L’accès aux informations sur les vaccins anti-COVID-19 est aussi insuffisant car les autorités ont concentré leurs campagnes de communication sur Tunis et les autres grandes villes, négligeant les régions rurales comme celle de Ghardimaou. Elles n’ont pas élaboré de stratégie de communication en dehors d’Internet, ce qui aurait permis de toucher plus efficacement les populations rurales.
Par ailleurs, le manque d’accès à l’éducation et aux technologies est un obstacle important à l’inscription pour la vaccination en milieu rural, où la diffusion des informations à ce sujet s’est principalement faite via Internet. Dans la délégation de Ghardimaou, seules 21 % des personnes interrogées s’étaient inscrites sur Evax, la plateforme en ligne permettant d’obtenir un rendez-vous de vaccination.
« À la radio, j’ai entendu que tout le monde pouvait s’inscrire pour se faire vacciner au moyen d’un téléphone portable ou d’un ordinateur. J’ai bien un téléphone portable, mais je n’ai aucune idée de comment procéder pour s’inscrire.

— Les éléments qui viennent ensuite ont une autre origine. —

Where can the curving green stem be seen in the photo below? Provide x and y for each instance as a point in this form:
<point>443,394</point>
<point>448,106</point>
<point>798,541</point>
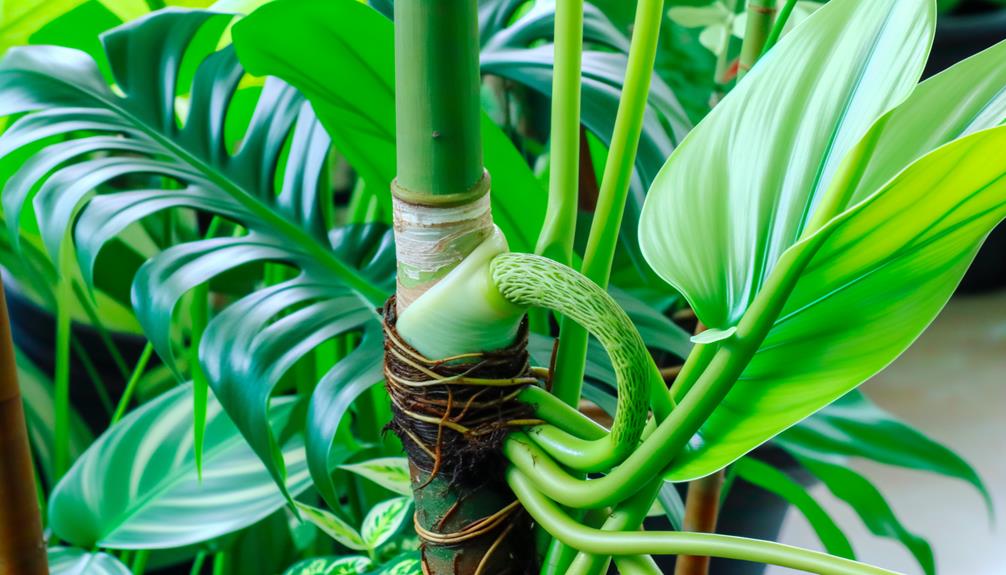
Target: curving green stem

C’est compliqué pour moi car je ne suis jamais allée à l’école. », a déclaré à Amnesty International une femme de 54 ans originaire du village de Messiwa, dans la délégation de Ghardimaou.
Enfin, les autorités ont adopté envers les populations rurales une approche non participative et non inclusive de la planification de la campagne nationale de vaccination, ce qui a entraîné un scepticisme à l’égard des vaccins. La campagne nationale de vaccination est restée très centralisée, et les autorités n’ont pas pris en compte les besoins des personnes vivant en milieu rural ni alloué des moyens suffisants pour que ces personnes puissent se faire vacciner.
« L’étude de cas menée à Ghardimaou montre que les autorités tunisiennes peuvent prendre un certain nombre de mesures immédiates pour remédier au délaissement historique des populations rurales et faire de leur vaccination une priorité. Elles doivent pour cela investir dans les centres de santé jusqu’à présent négligés, établir de véritables partenariats avec les organisations et les responsables locaux, et multiplier le nombre de sites de vaccination en milieu rural », a déclaré Amna Guellali.